A new feature in Nsight Compute 2020.1 is an automated GPU roofline tool. Nsight Compute generates a GPU roofline plot in the GUI automatically, but only if all performance metrics are collected on the kernel; this can be accomplished by adding --set full
to the list of Nsight Compute arguments during application profiling. Users should note that this flag increases profiling overheard by a very large amount, so it is recommended to limit the number of kernels profiled by using the flags summarized above. Below is a depiction of the roofline plot generated in Nsight Compute:
NVIDIA documentation about Nsight Compute is here.
nvprof¶
nvprof has been CUDA's standard profiling tool for several years. It is easy to use - one simply inserts the word nvprof
in front of their application in the srun
command, and it will profile the code and generate a report:
user@cgpu17:~/samples/bin/x86_64/linux/release> srun -n 1 ./nvgraph_SpectralClustering
GPU Device 0: "Tesla V100-SXM2-16GB" with compute capability 7.0
Modularity_score: 0.371466
Hit rate : 100.000000% (34 hits)
Done!
user@cgpu17:~/samples/bin/x86_64/linux/release> srun -n 1 nvprof ./nvgraph_SpectralClustering
==152717== NVPROF is profiling process 152717, command: ./nvgraph_SpectralClustering
GPU Device 0: "Tesla V100-SXM2-16GB" with compute capability 7.0
Modularity_score: 0.371466
Hit rate : 100.000000% (34 hits)
Done!
==152717== Profiling application: ./nvgraph_SpectralClustering
==152717== Profiling result:
Type Time(%) Time Calls Avg Min Max Name
GPU activities: 26.12% 22.309ms 6162 3.6200us 3.3270us 5.4400us void nrm2_kernel<float, float, float, int=1, int=0, int=128, int=0>(cublasNrm2Params<float, float>)
16.07% 13.722ms 8850 1.5500us 1.5040us 2.1120us [CUDA memcpy DtoH]
13.07% 11.161ms 8620 1.2940us 1.2160us 1.9520us void axpy_kernel_val<float, float, int=0>(cublasAxpyParamsVal<float, float, float>)
11.51% 9.8280ms 5752 1.7080us 1.6310us 13.600us void dot_kernel<float, float, float, int=128, int=0, int=0>(cublasDotParams<float, float>)
10.79% 9.2173ms 2877 3.2030us 3.1040us 13.344us void csrMv_kernel<float, float, float, int=128, int=1, int=2>(cusparseCsrMvParams<float, float, float>)

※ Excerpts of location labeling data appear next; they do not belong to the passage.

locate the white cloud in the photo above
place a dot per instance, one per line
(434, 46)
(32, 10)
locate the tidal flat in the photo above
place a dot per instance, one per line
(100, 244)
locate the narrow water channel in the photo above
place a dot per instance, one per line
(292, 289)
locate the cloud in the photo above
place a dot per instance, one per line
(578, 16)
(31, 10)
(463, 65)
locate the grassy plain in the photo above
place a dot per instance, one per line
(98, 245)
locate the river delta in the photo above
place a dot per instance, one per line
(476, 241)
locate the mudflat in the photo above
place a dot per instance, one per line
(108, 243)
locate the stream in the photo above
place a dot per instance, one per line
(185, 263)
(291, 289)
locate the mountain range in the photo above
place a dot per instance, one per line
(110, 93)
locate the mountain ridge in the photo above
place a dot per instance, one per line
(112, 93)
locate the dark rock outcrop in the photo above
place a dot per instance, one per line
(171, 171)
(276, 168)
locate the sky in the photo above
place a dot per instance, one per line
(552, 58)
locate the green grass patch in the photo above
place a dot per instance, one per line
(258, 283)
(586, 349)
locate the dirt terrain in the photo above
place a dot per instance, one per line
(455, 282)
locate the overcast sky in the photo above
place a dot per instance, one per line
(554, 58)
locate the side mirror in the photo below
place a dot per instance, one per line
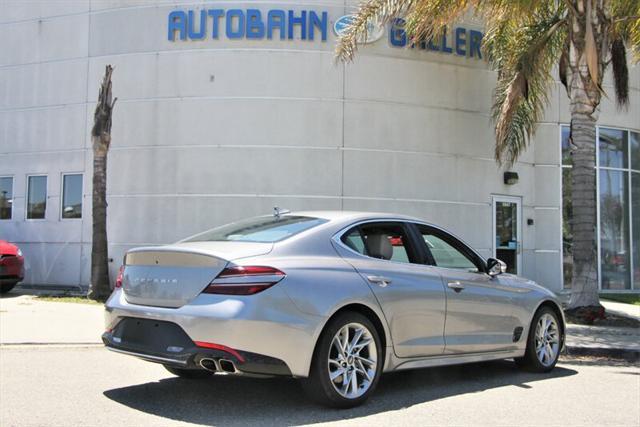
(496, 267)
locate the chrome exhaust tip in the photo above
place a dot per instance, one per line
(210, 365)
(228, 366)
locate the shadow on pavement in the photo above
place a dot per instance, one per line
(228, 401)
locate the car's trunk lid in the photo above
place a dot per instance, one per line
(171, 276)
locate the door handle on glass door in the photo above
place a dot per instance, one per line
(456, 286)
(382, 281)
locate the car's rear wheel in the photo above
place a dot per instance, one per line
(347, 362)
(192, 374)
(6, 287)
(543, 343)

10.28% 8.7775ms 5752 1.5250us 1.4710us 2.4960us void reduce_1Block_kernel<float, float, float, int=128, int=7>(float*, int, float*)
5.54% 4.7290ms 3295 1.4350us 1.3760us 1.8240us [CUDA memcpy HtoD]
4.23% 3.6102ms 3079 1.1720us 1.1200us 1.4400us void scal_kernel_val<float, float, int=0>(cublasScalParamsVal<float, float>)
1.06% 908.79us 206 4.4110us 3.5190us 8.1920us volta_sgemm_128x32_nn
0.57% 487.16us 413 1.1790us 1.1520us 1.6640us [CUDA memcpy DtoD]
...
nvprof is part of the CUDA SDK (available via the cuda
modules on the Cori GPU nodes) but after CUDA 10 will be replaced by Nsight Compute, NVIDIA's new profiling tool.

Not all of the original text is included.